Un parfum de scandale

7 mins

12 novembre, 18 heures 50.

Quelle météo d’automne exécrable ! Non seulement il pleut à verse depuis trois jours, mais en plus un vent polaire s’est abattu dès potron-minet sur la capitale, faisant brutalement chuter les températures. Personne n’en ressort indemne, tellement le froid pénètre dans les chaires, à en geler la moelle osseuse. Ainsi et comme souvent, ces journées affreuses, pire que des perturbateurs endocriniens, sont de véritables poisons de l’esprit et du bon sens. Si bien, qu’à cette heure tardive, de longs serpentins métalliques hurlants, restent nouées sur les principaux axes routiers.

A l’abri des caprices de la météo et de la cacophonie routière, trois hommes en costard-cravate sombre, discutent. Ils sont confortablement installés, dans un salon situé au troisième étage d’un appartement de grand standing des beaux quartiers de la capitale, offrant une ambiance harmonieuse et reposante. Décoré et meublé avec goût, il incarne l’élégance d’une ville qui jadis, fut lumière. Le mobilier de bois massif, puise dans la nature ses formes courbes et les ornements floraux. Un Beretta automatique ainsi qu’une bouteille de Château-Margot 1985 reposent sur un guéridon.

La réunion n’a rien d’anodin. Cela fait plusieurs semaines déjà que se préparent, en coulisse, les prochaines élections présidentielles. Or, jusque-là, le pouvoir politique en place se sentait plutôt à l’abri. Les sondages sont largement favorables au président sortant, malgré le maigre bilan économique du gouvernement, mais l’opposition, morcelée et divisée, n’arrive pas à adopter une posture crédible. Pour l’instant.
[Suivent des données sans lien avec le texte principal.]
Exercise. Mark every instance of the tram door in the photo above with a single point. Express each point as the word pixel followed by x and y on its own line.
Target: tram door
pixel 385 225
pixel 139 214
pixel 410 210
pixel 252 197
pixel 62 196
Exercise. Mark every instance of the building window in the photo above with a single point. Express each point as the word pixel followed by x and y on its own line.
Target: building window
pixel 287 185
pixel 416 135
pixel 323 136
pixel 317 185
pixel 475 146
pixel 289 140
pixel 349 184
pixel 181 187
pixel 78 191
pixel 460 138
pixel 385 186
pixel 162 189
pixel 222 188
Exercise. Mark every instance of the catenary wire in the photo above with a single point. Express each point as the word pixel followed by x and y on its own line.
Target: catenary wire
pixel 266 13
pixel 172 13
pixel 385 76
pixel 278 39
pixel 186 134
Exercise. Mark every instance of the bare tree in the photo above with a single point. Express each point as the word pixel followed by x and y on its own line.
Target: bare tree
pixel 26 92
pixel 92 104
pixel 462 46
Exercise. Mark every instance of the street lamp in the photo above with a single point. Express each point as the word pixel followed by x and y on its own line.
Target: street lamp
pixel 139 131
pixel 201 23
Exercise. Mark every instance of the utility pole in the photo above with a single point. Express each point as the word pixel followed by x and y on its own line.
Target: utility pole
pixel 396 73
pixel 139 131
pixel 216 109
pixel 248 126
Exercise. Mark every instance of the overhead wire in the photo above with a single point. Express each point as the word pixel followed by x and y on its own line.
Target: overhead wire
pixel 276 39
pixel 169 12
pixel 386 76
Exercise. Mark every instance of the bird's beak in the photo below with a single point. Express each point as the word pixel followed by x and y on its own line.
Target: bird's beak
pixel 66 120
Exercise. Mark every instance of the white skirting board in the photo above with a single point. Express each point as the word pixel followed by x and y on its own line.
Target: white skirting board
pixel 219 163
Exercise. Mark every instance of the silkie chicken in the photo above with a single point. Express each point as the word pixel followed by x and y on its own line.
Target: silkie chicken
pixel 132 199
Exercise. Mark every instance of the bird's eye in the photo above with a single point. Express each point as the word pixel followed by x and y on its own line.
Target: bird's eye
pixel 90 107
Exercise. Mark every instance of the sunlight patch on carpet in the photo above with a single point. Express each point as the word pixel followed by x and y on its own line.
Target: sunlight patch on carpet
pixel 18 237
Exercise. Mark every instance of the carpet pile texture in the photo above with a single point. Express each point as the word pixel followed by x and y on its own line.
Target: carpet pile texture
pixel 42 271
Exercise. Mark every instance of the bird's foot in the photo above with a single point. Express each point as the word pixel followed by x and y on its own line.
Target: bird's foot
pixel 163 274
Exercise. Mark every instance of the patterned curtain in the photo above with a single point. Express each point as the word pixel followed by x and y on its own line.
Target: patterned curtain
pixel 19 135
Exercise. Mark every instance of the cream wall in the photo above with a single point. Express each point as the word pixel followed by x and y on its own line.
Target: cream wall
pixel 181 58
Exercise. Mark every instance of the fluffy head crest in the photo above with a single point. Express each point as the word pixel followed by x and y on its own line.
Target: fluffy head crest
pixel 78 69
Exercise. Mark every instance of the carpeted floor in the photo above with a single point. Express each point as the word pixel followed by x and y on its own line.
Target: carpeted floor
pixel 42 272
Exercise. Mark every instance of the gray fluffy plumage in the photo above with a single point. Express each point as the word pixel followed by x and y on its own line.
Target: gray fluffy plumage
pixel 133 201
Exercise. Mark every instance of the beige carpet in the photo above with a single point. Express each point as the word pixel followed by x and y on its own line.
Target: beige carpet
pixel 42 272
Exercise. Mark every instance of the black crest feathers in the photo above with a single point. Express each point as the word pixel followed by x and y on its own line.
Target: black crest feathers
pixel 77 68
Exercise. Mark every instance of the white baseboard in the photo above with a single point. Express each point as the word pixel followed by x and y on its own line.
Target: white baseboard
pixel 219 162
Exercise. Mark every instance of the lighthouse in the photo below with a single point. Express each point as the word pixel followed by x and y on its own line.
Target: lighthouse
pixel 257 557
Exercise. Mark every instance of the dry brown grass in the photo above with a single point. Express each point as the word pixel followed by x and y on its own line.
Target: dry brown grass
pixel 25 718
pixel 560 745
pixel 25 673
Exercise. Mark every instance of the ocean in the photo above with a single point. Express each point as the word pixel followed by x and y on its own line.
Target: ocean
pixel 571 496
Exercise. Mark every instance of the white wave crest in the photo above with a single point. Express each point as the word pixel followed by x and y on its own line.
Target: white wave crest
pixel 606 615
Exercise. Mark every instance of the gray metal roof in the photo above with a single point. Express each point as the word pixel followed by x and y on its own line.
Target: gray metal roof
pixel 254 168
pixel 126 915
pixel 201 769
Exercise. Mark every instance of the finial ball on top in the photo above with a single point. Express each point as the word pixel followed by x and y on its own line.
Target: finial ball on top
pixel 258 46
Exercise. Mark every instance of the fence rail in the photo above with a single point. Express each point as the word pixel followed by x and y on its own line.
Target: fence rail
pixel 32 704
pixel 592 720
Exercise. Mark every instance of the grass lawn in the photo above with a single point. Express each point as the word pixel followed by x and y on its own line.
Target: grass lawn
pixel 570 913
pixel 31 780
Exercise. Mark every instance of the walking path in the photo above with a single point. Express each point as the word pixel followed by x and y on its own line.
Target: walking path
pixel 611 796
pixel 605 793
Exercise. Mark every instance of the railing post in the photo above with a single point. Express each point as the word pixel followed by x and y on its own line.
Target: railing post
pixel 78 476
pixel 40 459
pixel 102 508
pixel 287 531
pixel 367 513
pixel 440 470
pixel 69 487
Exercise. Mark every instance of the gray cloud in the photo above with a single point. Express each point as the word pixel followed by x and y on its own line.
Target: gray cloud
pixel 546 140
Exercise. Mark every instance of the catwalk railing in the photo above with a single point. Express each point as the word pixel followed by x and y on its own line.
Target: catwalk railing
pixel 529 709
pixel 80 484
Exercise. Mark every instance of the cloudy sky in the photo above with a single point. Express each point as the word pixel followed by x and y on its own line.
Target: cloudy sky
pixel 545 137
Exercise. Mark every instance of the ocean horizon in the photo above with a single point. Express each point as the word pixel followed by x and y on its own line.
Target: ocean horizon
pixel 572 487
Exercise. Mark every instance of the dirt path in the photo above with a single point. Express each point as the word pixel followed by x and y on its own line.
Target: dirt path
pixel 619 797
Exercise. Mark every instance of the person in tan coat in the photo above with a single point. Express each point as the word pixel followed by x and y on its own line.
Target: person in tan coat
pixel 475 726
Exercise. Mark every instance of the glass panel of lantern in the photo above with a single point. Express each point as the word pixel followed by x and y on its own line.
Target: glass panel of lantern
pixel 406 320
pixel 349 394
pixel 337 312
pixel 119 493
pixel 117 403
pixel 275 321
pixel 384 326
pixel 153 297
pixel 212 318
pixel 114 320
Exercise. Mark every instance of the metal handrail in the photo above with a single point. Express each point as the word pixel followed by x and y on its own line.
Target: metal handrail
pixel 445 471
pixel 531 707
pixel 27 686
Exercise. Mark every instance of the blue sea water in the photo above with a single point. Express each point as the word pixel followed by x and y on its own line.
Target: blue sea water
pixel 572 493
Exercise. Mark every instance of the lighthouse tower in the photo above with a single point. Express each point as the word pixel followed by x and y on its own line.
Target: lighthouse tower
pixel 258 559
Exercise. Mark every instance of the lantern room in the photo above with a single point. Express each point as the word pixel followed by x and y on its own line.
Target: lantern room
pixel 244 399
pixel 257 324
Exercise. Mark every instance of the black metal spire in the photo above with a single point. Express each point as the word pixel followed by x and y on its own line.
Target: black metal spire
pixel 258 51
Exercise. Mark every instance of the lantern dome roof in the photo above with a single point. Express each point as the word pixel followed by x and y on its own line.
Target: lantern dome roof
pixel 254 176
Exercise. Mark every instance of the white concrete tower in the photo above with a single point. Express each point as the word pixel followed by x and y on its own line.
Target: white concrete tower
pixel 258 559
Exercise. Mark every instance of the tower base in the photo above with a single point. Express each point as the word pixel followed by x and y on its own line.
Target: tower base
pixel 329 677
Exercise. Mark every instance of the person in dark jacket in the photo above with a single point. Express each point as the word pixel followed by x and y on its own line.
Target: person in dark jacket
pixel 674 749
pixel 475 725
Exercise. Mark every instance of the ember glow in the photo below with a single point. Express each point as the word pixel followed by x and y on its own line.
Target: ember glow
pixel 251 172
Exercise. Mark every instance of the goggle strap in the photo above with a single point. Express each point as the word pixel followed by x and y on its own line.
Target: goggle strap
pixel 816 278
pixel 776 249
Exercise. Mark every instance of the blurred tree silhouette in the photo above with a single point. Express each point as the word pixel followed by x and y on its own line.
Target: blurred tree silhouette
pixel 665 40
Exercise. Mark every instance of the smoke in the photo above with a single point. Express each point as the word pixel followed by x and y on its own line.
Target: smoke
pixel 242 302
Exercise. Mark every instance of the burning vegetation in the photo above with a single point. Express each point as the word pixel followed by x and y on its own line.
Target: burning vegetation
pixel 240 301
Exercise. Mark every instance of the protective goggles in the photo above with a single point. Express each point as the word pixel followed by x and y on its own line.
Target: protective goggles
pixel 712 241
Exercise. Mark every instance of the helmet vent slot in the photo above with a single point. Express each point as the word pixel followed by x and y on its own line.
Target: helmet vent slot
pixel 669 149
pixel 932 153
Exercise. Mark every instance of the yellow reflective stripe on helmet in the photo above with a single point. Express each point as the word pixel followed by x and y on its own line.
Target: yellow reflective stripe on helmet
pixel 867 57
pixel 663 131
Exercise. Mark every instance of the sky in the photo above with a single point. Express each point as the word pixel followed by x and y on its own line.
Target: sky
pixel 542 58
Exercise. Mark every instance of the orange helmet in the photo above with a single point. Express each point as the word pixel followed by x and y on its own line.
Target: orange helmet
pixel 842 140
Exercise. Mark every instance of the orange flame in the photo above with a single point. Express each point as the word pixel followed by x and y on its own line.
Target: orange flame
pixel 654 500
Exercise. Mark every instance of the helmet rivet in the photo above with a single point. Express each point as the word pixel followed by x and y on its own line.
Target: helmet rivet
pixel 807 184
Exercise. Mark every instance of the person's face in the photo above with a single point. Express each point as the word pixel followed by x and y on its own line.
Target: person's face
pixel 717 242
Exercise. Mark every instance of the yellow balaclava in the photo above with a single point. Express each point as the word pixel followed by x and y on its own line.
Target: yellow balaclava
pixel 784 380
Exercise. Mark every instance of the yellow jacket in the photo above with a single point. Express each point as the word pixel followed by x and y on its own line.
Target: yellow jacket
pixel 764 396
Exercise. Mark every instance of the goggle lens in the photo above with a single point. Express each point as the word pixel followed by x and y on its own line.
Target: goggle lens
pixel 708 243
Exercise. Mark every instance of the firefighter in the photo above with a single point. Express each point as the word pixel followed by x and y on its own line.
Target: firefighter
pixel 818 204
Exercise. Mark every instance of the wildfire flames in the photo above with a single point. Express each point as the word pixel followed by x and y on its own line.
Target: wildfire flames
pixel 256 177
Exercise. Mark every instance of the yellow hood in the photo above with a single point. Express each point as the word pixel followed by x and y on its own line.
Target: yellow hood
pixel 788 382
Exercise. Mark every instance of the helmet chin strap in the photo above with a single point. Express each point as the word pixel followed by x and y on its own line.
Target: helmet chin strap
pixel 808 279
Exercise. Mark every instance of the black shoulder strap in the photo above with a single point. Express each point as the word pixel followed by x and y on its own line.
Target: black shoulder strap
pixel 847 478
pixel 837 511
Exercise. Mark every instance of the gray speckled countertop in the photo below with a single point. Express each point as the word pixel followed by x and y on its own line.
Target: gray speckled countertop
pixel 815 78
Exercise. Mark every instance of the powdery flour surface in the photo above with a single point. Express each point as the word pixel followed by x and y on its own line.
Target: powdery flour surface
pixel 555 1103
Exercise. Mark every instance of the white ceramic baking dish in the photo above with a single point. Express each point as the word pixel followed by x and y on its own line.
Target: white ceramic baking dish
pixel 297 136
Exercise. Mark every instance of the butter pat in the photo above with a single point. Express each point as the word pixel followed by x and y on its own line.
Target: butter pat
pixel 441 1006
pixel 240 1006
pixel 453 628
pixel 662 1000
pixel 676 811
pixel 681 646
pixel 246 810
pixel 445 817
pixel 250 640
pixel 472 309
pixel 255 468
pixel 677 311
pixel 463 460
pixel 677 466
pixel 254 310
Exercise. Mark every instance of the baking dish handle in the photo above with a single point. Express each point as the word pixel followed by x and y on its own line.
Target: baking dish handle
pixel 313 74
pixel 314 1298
Car des rumeurs insistantes – corroborées par des sources sérieuses étrangères – annoncent l’avènement d’un concurrent sérieux. Si celui-ci se présente aux élections, les affaires futures du président sortant seront compromises.

Les trois comparses discutent solennellement de la meilleure façon de « favoriser le destin ». Les débats sont bien avancés, lorsqu’un téléphone portable sonne. Un des trois hommes se lève et s’écarte de quelques mètres, écoute un message enregistré prononcé par une voix à l’accent étranger, range l’appareil.

– (Voix 1) Quels sont les nouvelles ?

– (Voix 2) Nous avons trouvé des alliés de poids !

– (Voix 3) Ah très bien, et que proposent-ils ?

– (Voix 2) Ils acceptent nos plans, mais à leur sauce. Ça va chauffer, les gars.

– (Voix 1) Ça va chauffer comment ?

– (Voix 3) Ils veulent le descendre ?

– (Voix 2) J’attends les détails précis, mais la cible, elle va morfler… une descente aux enfers.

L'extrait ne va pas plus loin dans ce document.